[
https://issues.apache.org/jira/browse/HBASE-7468?page=com.atlassian.jira.plugin.system.issuetabpanels:comment-tabpanel&focusedCommentId=13549789#comment-13549789
]
ramkrishna.s.vasudevan commented on HBASE-7468:
-----------------------------------------------
So found the reason. As stated in the above comment after rollback we need to
delete the znode. Only after the znode deletion happens it is possible to
remove from RIT. Only then the disable will be successful.

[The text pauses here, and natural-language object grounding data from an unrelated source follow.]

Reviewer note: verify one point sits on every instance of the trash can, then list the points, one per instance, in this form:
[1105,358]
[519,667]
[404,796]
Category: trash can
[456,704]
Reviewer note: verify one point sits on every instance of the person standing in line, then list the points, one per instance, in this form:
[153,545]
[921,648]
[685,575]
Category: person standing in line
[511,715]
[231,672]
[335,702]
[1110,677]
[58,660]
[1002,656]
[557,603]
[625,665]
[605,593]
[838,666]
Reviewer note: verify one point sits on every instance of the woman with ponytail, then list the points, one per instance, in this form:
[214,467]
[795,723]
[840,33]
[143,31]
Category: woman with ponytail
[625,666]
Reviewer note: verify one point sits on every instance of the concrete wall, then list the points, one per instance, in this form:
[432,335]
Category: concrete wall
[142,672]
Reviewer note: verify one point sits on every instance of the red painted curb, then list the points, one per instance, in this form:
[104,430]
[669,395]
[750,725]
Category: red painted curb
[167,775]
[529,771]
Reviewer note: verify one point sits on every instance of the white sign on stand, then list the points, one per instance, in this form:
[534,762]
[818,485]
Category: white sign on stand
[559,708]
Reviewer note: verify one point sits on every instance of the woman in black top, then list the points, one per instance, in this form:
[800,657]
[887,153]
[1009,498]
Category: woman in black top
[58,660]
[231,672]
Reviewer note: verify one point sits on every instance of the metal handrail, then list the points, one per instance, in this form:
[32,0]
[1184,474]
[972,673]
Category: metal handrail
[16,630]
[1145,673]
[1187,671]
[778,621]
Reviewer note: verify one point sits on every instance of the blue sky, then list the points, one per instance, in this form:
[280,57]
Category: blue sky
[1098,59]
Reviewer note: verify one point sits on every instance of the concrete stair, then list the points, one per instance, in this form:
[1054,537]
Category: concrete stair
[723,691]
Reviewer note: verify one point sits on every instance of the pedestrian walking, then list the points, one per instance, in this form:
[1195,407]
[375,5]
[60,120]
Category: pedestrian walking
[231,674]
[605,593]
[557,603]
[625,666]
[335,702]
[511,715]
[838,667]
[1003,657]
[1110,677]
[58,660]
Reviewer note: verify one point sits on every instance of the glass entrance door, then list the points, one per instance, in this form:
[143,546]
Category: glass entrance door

In the previous commit, the infinite loops were removed and changed to finite
loops. So basically here the
{code}
assertFalse("region is still in transition",
am.getRegionsInTransition().containsKey(regions.get(0).getRegionInfo().getEncodedName()));
{code}
assertion has failed and it has tried to disable the table which did not
happen.
But in the output file attached by Lars the thing is the node deleted event
never happened at all and i doubt it is because of the session expiry error
that has come just after the rollback
{code}
2013-01-06 21:49:35,500 WARN
[Master:0;bunnypig,51009,1357537755267-EventThread] zookeeper.ZKUtil(423):
hconnection-0x13c138da85b0019 Unable to set watcher on znode /hbase/master
org.apache.zookeeper.KeeperException$SessionExpiredException: KeeperErrorCode =
Session expired for /hbase/master
at org.apache.zookeeper.KeeperException.create(KeeperException.java:127)
at org.apache.zookeeper.KeeperException.create(KeeperException.java:51)
at org.apache.zookeeper.ZooKeeper.exists(ZooKeeper.java:1041)
at
org.apache.hadoop.hbase.zookeeper.RecoverableZooKeeper.exists(RecoverableZooKeeper.java:172)
at
org.apache.hadoop.hbase.zookeeper.ZKUtil.watchAndCheckExists(ZKUtil.java:414)
at
org.apache.hadoop.hbase.zookeeper.ZooKeeperNodeTracker.nodeDeleted(ZooKeeperNodeTracker.java:188)
at
org.apache.hadoop.hbase.zookeeper.ZooKeeperWatcher.process(ZooKeeperWatcher.java:301)
{code}
So my suggestion would be we need to wait till the RIT is removed for the
SPLITTING znode that happens thro AM.nodeDeleted(). And we should introdue a
timeout for the test which is missing. The same testcase does not exist in
Trunk.
@Lars
Pls provide your thoughts.
> TestSplitTransactionOnCluster hangs frequently
> ----------------------------------------------
>
> Key: HBASE-7468
> URL: https://issues.apache.org/jira/browse/HBASE-7468
> Project: HBase
> Issue Type: Bug
> Affects Versions: 0.94.3
> Reporter: Lars Hofhansl
> Assignee: ramkrishna.s.vasudevan
> Attachments: 7468-jstack.txt, 7468-output.zip,
> TestSplitTransactionOnCluster-jstack.txt
>
>
> This what I saw once in a local build.
> {code}
> java.lang.Thread.State: TIMED_WAITING (sleeping)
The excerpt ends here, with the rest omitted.